- IATA: none; ICAO: none; FAA LID: E11;

Summary
- Airport type: Public
- Owner: Andrews County
- Operator: Richard Dolgener
- Serves: Andrews
- Location: Texas
- Elevation AMSL: 3,174 ft (967 m)
- Coordinates: 32°19′44″N 102°31′46″W﻿ / ﻿32.32889°N 102.52944°W

Map
- Andrews County Airport Location within Texas

Runways
| Direction | Length |  | Surface |
| ft | m |
| 16/34 | 5,816 | 1,773 | Asphalt |
| 11/29 | 3,048 | 929 | Asphalt |
| 2/20 | 3,893 | 1,187 | Asphalt |
| Helipad | 25 | 8 | Asphalt |

Statistics (2021)
- Aircraft operations (year ending 5/21/2021): 18,249
- Based aircraft: 18
- Source: Federal Aviation Administration

= Andrews County Airport =

Andrews County Airport is located near Andrews, Texas, United States.

==Facilities and aircraft==

Andrews County Airport is situated on 260 acres just outside Andrews, Texas, 1-mile northeast of the central business district, and contains three runways and one helipad. The longest runway is 16/34, is paved with asphalt measuring 5,816 x 75 ft (1773 x 23 m). A second runway, 11/29, also paved with asphalt, measures 3,048 x 75 ft (929 x 23 m), and 2/20, asphalt, is 3,893 x 75 (1187 x 23m). The airport's helipad measures 25 x 25 ft (8 x 8 m).

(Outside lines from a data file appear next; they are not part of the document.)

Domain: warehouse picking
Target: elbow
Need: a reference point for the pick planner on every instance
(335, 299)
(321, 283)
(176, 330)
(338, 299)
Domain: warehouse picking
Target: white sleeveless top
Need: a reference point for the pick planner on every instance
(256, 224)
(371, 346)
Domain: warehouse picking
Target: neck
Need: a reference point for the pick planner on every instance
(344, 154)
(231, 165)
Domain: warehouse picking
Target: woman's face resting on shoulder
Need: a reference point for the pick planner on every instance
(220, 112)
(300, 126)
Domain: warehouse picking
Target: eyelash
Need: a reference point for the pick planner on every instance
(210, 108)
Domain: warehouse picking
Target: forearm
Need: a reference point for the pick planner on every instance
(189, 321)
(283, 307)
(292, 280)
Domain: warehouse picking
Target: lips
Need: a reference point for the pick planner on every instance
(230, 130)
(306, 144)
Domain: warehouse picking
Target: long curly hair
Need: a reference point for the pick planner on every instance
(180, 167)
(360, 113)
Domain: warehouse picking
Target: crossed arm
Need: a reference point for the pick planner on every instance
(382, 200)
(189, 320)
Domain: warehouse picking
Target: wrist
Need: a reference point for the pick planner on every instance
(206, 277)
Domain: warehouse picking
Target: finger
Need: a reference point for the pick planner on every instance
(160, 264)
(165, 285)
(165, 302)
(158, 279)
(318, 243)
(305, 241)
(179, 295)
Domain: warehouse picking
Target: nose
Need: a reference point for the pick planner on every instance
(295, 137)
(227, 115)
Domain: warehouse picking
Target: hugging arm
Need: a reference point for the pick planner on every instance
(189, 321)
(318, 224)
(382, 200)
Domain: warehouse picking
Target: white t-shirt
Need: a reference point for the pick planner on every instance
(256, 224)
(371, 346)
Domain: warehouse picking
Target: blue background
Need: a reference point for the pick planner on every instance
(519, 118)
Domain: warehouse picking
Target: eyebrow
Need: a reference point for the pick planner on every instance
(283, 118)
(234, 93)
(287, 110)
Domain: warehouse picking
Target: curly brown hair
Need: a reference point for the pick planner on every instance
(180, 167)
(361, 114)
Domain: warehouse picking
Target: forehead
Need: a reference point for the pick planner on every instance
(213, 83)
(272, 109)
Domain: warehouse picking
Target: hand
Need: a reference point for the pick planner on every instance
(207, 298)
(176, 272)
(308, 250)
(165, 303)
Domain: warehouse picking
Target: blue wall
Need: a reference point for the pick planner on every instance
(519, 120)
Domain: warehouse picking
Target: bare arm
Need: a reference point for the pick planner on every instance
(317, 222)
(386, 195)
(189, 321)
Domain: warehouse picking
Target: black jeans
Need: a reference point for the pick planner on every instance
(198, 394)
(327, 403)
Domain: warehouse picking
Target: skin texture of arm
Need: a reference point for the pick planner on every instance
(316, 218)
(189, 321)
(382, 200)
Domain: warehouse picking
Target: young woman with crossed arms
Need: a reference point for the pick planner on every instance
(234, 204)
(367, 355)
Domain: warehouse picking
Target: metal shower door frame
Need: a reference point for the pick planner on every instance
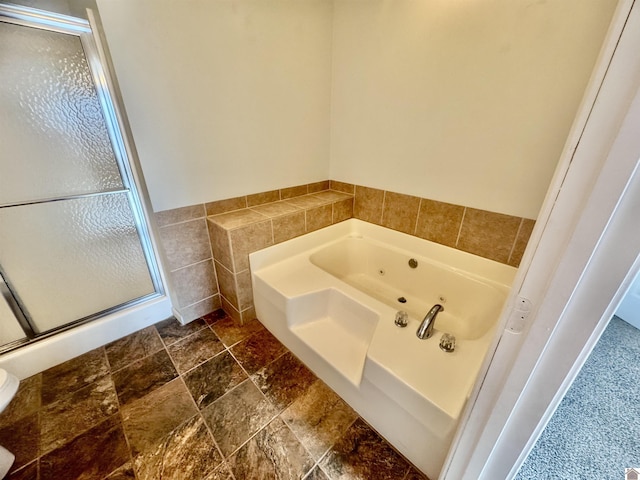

For the 12-month period ending May 21, 2021, the airport had 18,249 aircraft operations, an average of 50 per day: 70% transient general aviation, and 30% local general aviation. At that time there were 18 aircraft based at this airport: 15 single-engine and 3 multi-engine.

Andrews County Airport has one certified instrument approach procedure (IAP): An RNAV (GPS).